Pausing for a moment, I answered, “Sure, why not … why do you ask?” He went on to describe a scientific paper, new at the time, which tracked animals in water using their DNA. Chadderton suggested we try doing something similar to track invasive species in the Great Lakes.
That’s how our work got started; utilizing the common genetic technique, including Polymerase Chain Reaction screening, to track down and help control the spread of invasive species in the Great Lakes. The findings of our research, recently published in two peer-reviewed scientific journals (the Canadian Journal of Fisheries and Aquatic Sciences and PLOS ONE, the electronic journal of the Public Library of Science), demonstrate how the use of environmental DNA technology can serve as a surveillance and early warning tool to recognize dangerous species in small enough quantities for us to take action before they impact the Great Lakes.
Our study began in early 2009 in Morris, Ill., an area at the time known to have large numbers of Asian carp. Back then, few people knew much about Asian carp. There were few news stories about these invasive species. No federal lawsuits had been filed to stop their movements. No multi-agency task forces had been formed to halt their invasion north into Lake Michigan.

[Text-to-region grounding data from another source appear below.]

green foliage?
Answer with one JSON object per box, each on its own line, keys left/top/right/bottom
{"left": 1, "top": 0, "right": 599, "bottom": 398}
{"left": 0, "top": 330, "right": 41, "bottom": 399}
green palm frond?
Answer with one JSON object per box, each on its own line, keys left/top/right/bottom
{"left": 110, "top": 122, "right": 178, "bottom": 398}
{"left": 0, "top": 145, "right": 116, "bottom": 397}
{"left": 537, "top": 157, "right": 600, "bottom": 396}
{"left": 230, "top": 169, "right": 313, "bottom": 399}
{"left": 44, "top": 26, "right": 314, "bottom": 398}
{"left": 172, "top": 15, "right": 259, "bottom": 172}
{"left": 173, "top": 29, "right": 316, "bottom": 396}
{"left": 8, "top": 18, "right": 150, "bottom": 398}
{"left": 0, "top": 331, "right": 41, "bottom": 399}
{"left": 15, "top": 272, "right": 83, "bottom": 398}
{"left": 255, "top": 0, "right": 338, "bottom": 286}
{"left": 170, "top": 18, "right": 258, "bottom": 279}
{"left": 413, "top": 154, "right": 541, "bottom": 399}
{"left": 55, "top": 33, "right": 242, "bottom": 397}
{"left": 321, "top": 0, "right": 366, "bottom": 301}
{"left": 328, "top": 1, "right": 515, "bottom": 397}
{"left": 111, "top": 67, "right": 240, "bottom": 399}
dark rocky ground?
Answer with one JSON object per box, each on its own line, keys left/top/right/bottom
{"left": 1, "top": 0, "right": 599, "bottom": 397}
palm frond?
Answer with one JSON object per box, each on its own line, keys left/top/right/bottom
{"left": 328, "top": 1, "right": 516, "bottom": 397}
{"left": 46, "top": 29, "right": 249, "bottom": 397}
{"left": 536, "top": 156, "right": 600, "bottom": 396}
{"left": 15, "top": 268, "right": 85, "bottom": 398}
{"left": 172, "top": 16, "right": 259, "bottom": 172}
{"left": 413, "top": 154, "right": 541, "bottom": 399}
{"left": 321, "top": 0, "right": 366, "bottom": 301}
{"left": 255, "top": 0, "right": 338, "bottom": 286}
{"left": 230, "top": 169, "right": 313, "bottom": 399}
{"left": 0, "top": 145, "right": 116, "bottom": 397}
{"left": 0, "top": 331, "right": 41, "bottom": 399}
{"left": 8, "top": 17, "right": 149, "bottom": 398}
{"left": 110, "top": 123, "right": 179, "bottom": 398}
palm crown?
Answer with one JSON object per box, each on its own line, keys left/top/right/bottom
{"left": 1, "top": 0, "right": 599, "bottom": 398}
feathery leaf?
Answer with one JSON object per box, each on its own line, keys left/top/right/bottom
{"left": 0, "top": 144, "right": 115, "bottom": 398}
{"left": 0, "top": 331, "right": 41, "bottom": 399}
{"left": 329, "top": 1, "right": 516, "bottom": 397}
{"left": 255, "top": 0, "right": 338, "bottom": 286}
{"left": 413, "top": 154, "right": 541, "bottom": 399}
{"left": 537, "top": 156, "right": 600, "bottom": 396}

Gathering these first samples in an area with one of the world’s largest populations of Asian carp, we hypothesized that if our testing couldn’t find their DNA there, our research wasn’t worth pursuing. Our tests worked … really worked! We detected the DNA of both species we were searching for – bighead carp and silver carp. This success answered that initial question that got us started: Yes, there is fish DNA in water. We continued our use of this surveillance method to detect Asian carp.
Our research group – me and colleagues from the University of Notre Dame and The Nature Conservancy – has since collected more than 2,800 water samples from throughout the Great Lakes basin.
The bad news from our findings: 64 samples collected in the Chicago Area Waterway System and in the western basin of Lake Erie indicate the presence of Asian carp DNA in the Great Lakes. These positive samples were found within a few miles of where bighead carp were recovered near Lake Michigan in 2010 and from Lake Erie’s Sandusky Bay in 2000.
It’s this pattern, finding our positive detections so close to those locations where fish have been previously caught (and not all over the basin in random locations), that convinced us the DNA we are detecting is coming from live fish and not from other sources (bird excrement, boats, sewage outflows, etc.). If these other potential origins of the fish’s genetic materials were the source for the DNA discovered, we’d be seeing a different pattern in our detections.
Now the good news from our findings: While we picked up some Asian carp DNA in the Great Lakes basin, only a small percentage of the samples we took came back positive for the presence of Asian carp environmental DNA. This tells us the Asian carp invasion into the Great Lakes isn’t widespread — yet.
We started the DNA studies to provide management agencies with another monitoring tool to assist them in keeping invasive species out of the Great Lakes. But this tool is not a silver bullet. It is another very effective tool to help in early detection and prevention.
Having an answer to that simple question of whether there is fish DNA in water, we now have a better picture of where Asian carp are in the Great Lakes basin. With continued vigilance — and the combined efforts of local, state and federal partners — we are optimistic it will be possible to keep these harmful invasive carp from becoming established in the Great Lakes.